It may sound strange to some parts of the world, but its a fact that drones or unmanned arial vehicle (UAM) have always been banned in India. All the drones you see people flying across the country were all illegal and DGCA had disclosed no official policy except for a draft.
Now DGCA has finally approved and the same would be implemented with effect from 1st December 2018. If you have a drone thats waiting to be flown just like I do have one, its time to get excited and follow the process and then head out and start flying your drone. But wait a minute before you jump off the desk and start looking for your long forgotten drone start shopping for a new one. Here are some information that will help you understand more as to what you should and should not do and if you need permission pertaining to the kind of drone you have. I will also share my personal recommendation based on drone flying experience in countries other than India.
DGCA has classified drones in five categories:
- Nano : Upto 250 grams
- Micro : 250 grams to 2kg and flying bellow 60 meters (200 feet)
- Small : 2kg to 25kg and flying
- Medium : 25kg to 150kg.
- Large : More than 150kg.
Drones would be officially referred to as Remotely Piloted Aircraft System (RPAS)
You can start flying Nano category drones/RPAS without the need for any registration as long as it flies bellow 15 meters (50 feet).
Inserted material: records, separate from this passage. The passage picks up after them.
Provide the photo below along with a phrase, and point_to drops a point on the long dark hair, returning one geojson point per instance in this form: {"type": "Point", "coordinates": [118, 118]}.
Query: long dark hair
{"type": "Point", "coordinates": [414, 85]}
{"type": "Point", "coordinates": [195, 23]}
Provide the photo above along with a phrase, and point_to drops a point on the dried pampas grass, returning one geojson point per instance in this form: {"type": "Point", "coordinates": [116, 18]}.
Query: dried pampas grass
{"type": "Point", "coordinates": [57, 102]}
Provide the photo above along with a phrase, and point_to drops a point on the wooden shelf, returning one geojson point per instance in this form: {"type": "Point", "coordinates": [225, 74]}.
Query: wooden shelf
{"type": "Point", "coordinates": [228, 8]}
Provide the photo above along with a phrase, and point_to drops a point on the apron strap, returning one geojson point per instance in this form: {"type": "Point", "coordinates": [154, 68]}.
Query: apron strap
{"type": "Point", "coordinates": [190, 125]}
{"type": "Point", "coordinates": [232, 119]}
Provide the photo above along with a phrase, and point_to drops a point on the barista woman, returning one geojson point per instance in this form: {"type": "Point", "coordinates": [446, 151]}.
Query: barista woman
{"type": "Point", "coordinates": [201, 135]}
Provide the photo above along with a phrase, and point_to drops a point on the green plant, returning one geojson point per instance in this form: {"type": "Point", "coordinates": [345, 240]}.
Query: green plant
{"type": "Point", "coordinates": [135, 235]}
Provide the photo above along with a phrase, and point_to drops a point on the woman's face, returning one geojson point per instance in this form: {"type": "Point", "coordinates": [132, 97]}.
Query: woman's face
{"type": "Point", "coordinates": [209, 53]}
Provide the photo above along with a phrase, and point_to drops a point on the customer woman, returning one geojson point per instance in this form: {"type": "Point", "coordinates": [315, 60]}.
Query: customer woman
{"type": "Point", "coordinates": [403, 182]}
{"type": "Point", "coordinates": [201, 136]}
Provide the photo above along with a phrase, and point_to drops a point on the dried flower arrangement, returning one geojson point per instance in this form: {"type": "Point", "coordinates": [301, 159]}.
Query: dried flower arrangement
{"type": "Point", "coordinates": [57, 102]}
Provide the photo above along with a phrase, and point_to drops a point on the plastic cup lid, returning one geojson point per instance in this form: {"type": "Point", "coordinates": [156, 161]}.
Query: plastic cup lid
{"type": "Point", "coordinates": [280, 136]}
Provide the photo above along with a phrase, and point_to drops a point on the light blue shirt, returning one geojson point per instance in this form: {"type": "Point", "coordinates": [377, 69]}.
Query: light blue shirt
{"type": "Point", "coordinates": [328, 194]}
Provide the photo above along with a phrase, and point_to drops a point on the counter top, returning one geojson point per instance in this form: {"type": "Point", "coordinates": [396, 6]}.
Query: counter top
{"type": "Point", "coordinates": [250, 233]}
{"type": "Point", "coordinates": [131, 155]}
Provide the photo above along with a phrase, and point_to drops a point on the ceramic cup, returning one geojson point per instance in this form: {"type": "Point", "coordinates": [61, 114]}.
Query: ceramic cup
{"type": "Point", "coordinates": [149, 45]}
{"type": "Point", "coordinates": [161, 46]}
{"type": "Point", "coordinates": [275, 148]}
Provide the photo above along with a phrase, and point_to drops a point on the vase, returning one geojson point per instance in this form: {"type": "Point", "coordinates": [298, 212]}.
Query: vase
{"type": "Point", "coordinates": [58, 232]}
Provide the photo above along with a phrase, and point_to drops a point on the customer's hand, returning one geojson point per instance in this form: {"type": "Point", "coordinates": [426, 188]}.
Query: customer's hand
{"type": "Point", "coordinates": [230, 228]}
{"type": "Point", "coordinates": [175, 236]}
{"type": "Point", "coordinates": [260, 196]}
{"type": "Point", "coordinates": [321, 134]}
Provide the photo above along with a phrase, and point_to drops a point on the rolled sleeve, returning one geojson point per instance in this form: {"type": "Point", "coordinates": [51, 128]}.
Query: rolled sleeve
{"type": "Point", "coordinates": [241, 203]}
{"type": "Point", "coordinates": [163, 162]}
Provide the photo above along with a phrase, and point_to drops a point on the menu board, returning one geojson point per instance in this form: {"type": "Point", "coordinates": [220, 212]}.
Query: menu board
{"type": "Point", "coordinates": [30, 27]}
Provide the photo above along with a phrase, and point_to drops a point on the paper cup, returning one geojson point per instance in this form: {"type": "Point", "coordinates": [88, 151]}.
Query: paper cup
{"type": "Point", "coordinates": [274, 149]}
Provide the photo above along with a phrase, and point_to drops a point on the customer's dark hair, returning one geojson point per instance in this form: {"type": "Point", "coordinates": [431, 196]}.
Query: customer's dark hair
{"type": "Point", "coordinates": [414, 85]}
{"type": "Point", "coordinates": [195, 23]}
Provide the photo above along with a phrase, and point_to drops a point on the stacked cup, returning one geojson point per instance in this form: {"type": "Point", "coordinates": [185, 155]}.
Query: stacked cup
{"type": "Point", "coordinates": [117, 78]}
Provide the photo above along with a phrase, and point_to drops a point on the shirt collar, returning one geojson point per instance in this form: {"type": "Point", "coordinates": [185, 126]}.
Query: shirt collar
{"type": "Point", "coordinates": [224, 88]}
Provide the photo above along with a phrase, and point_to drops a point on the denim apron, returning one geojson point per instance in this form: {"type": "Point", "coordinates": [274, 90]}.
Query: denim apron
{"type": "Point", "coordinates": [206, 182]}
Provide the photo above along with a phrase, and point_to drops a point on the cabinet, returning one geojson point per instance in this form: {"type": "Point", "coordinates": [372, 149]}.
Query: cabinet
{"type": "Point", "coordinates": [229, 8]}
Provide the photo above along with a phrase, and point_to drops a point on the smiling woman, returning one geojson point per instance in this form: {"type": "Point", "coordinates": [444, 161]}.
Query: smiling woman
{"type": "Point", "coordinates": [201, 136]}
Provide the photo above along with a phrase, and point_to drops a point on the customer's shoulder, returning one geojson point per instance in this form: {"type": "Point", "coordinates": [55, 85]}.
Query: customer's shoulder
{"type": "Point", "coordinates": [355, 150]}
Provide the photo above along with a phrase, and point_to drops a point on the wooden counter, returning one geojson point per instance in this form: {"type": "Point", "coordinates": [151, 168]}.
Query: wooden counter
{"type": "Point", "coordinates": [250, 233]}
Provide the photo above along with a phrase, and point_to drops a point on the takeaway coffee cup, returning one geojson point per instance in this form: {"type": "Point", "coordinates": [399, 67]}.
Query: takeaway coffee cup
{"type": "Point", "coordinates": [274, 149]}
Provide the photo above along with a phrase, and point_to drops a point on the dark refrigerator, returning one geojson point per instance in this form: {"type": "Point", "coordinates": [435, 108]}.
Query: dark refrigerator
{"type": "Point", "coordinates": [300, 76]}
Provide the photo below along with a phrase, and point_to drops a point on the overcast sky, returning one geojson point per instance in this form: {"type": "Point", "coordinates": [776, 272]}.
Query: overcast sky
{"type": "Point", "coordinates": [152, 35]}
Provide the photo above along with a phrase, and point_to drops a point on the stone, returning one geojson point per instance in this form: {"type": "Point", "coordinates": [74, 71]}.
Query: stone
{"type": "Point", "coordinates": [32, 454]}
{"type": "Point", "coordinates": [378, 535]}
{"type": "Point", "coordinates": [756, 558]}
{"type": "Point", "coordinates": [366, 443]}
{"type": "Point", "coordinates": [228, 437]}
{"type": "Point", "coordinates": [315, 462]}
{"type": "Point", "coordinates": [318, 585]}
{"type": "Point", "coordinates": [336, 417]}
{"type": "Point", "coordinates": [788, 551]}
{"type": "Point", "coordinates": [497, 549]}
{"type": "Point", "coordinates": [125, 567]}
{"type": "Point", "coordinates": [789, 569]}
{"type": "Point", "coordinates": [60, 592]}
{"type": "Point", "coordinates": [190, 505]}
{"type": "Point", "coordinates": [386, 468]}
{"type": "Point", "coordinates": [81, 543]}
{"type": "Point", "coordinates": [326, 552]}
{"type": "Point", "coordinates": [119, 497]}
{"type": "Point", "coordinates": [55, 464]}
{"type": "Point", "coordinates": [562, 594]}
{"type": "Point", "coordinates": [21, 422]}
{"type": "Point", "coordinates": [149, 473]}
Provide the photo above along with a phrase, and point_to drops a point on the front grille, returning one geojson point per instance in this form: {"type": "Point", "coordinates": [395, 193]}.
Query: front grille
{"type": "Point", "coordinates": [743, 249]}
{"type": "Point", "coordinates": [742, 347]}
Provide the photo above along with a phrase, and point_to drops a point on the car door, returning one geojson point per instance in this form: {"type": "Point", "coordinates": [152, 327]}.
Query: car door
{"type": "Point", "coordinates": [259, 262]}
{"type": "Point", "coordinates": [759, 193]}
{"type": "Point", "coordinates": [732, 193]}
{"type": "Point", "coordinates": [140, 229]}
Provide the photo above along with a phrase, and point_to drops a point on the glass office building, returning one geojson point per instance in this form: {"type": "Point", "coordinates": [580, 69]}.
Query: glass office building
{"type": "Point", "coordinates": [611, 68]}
Now the heads up important points
All RPAS/drones except nano and those owned by National Technical Research Organisation (NTRO), Central Intelligence Agencies (CIA) and ARC must register with DGCA and avail the Unique Identification Number (UIN).
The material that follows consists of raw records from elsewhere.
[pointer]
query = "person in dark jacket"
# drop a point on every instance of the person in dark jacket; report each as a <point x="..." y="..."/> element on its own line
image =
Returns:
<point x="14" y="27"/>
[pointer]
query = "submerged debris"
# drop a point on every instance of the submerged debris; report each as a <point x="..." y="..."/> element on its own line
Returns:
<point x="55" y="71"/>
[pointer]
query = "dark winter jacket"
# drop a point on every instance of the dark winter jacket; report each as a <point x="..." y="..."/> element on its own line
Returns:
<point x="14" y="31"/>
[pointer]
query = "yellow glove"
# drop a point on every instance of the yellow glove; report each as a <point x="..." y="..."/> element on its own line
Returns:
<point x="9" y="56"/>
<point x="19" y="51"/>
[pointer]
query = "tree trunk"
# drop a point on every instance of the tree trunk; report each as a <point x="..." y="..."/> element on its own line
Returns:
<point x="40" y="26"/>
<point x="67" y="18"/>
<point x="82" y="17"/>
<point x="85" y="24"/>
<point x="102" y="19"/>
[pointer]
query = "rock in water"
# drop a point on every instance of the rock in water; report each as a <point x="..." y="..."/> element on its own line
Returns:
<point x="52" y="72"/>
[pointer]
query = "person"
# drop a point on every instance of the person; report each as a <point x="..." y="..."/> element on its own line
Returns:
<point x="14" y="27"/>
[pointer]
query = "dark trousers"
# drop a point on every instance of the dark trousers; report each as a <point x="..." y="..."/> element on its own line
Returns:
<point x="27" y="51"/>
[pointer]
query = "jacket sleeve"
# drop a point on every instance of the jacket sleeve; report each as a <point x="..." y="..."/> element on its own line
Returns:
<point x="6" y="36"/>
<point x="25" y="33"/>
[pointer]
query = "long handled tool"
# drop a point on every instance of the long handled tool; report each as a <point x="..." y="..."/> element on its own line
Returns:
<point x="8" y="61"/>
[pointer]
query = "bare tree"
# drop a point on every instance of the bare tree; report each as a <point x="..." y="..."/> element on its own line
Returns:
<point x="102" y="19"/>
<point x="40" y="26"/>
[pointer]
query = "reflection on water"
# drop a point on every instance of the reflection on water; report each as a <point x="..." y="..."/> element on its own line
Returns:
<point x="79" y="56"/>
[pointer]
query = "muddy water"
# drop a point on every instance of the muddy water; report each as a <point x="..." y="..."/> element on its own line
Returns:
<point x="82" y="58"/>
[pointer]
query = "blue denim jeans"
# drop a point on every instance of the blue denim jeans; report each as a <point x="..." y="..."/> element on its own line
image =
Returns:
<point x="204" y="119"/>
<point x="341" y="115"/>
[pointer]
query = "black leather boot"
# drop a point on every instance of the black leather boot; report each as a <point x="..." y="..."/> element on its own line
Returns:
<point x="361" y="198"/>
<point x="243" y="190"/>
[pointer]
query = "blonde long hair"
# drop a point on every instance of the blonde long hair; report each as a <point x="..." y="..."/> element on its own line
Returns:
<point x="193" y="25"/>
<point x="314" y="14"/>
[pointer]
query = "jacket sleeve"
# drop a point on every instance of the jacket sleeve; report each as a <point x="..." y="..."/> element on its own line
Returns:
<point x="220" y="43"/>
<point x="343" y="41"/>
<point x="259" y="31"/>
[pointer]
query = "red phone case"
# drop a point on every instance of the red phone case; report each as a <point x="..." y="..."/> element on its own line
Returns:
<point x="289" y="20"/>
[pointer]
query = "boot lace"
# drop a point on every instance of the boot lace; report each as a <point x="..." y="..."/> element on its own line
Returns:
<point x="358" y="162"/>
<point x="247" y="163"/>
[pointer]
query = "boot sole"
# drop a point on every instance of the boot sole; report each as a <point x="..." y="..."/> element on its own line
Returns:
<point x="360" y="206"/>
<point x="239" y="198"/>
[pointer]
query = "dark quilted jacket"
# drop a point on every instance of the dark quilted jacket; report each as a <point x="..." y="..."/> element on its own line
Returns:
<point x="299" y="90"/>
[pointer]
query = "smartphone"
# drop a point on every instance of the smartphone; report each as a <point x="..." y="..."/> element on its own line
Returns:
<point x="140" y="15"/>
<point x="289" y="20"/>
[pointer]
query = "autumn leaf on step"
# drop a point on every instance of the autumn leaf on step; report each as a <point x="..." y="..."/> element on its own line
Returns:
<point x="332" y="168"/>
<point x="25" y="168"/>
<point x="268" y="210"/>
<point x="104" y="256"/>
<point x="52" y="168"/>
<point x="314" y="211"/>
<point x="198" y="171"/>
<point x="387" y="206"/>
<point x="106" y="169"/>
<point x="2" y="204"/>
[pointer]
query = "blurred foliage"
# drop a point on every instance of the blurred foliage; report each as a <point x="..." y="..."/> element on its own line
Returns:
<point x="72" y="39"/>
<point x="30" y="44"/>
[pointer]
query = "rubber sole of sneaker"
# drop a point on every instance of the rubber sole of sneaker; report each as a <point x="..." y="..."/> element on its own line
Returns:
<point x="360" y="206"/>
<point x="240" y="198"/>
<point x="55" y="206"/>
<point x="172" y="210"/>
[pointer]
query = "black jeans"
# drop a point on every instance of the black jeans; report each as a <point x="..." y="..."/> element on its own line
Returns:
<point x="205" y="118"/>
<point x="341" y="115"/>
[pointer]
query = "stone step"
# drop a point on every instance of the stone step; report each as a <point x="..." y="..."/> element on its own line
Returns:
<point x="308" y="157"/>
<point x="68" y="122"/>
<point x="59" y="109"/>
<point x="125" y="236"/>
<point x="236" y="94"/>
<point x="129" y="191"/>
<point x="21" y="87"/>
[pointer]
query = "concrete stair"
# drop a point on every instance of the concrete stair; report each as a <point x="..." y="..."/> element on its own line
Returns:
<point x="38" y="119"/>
Unmanned Aircraft Operator Permit (UAOP) shall be required by all RPA operators except for nano RPAS provided it operates below 15 meters (50 feet), micro RPAS operating below 60 meters (200 feet), and those owned by NTRO, ARC and Central Intelligence Agencies.
Except nano category, all other RPAS must include the following mandatory features
- GNSS (GPS)
- Return-To-Home (RTH)
- Anti-collision light
- Flight controller with flight data logging capability
- RF ID and SIM/ No-Permission No Take off (NPNT).
You can fly drones only during day time that is after sunrise and before sunset and the maximum permitted altitude is 121.9 meters (400 feet)
Operations of RPAS will be approved and controlled through Digital Sky Platform and it would be based on No Permission, No Take off (NPNT) concept. It would have different colored zones which the applicant can see while applying through the platform.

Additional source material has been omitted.